Analyse converted corpus files.

analyse_corpus depends on these external programs:

  • vislcg3
  • hfst

Usage

To be able to use this program you must either use the nightly giella packages or build the needed resources for the supported languages (exchange "sma" with "sme, smj" ad lib):

{{cd $GTLANGS/langs-sma}}

Configure the language, use at least these to options --prefix=$HOME/.local --enable-tokenisers

./configure --prefix=$HOME/.local --enable-tokenisers # add your own flags to taste
make install

Then you must convert the corpus files as explained in the convert2xml section.

When this is done you can analyse all files in the directory $GTFREE/converted/sme (and sma, smj) and its subdirectories by issuing this command:

analyse_corpus $GTFREE/converted/sme

The analysed file will be found in {{$GTFREE/analysed/sme}}

To analyse only one file, issue this command:

analyse_corpus --serial sme $GTFREE/converted/sme/file.html.xml

The complete help text from the program:

analyse_corpus --help
usage: analyse_corpus [-h] [--version] [--serial] [-k {xfst,hfst,hfst_thirties,hfst_eighties,hfst_no_korp,trace-smegram-dev,trace-smegram}]
                      converted_entities [converted_entities ...]

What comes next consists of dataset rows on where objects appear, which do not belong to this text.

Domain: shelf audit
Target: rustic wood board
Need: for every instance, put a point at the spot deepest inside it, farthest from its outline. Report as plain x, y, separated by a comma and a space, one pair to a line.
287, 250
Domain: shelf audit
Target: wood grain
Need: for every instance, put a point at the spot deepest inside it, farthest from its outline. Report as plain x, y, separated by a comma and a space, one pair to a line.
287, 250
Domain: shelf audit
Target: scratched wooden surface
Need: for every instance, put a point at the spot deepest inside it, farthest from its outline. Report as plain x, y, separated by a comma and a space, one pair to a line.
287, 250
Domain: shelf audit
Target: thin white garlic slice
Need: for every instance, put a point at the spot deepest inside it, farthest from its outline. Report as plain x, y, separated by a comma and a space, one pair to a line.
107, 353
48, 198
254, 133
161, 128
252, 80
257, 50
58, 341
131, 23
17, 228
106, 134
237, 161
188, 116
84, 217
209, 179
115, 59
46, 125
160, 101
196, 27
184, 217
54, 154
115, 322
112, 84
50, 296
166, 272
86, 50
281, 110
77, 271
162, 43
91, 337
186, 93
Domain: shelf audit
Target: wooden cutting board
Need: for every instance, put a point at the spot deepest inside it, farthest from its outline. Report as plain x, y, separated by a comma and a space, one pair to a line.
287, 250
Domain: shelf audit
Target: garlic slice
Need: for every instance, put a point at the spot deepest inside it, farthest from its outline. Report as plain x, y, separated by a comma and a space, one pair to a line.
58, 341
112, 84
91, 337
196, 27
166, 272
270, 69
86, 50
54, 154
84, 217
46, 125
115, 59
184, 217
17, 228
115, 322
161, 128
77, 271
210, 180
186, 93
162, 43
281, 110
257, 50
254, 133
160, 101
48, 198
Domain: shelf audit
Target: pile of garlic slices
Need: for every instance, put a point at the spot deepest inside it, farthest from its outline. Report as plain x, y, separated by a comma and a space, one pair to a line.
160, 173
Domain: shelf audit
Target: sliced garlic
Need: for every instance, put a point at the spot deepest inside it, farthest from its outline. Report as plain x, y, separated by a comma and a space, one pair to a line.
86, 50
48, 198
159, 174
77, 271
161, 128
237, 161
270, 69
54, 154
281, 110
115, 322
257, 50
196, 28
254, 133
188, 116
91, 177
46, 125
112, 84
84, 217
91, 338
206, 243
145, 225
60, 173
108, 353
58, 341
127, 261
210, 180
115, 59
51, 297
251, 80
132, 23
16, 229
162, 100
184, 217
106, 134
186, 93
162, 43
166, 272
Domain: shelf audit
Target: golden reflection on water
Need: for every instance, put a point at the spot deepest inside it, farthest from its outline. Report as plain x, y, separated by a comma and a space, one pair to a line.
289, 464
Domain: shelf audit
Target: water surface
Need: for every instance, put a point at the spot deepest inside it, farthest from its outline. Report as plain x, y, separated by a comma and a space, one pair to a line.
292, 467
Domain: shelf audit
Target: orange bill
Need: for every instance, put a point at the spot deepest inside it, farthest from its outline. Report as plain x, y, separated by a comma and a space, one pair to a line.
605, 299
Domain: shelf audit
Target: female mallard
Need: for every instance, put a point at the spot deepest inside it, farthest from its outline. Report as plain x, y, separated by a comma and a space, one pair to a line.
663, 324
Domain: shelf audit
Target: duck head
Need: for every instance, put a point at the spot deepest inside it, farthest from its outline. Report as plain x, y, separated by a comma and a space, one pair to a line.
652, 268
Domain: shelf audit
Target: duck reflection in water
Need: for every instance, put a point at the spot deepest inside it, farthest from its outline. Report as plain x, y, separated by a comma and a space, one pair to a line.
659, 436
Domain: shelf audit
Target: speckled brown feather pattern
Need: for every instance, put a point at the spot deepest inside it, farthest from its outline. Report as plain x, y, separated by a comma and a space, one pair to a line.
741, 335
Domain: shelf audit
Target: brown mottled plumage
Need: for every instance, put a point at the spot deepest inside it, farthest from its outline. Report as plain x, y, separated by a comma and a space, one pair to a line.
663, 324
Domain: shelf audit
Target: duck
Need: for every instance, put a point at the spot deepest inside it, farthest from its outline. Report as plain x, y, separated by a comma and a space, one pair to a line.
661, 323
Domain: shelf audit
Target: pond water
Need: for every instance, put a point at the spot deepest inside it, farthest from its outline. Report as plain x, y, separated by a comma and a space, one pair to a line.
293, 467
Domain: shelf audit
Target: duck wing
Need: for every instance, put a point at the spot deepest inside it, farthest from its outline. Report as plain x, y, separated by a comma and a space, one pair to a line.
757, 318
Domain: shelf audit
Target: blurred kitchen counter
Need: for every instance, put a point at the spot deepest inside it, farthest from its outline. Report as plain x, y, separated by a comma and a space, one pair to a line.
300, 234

Analyse files in parallel.

positional arguments:
  converted_entities    converted files or director(y|ies) where the converted files exist

optional arguments:
  -h, --help            show this help message and exit
  --version             show program's version number and exit
  --serial              When this argument is used files will be analysed one by one.
  -k {xfst,hfst,hfst_thirties,hfst_eighties,hfst_no_korp,trace-smegram-dev,trace-smegram}, --modename {xfst,hfst,hfst_thirties,hfst_eighties,hfst_no_korp,trace-smegram-dev,trace-smegram}
                        You can set the analyser pipeline explicitely if you want.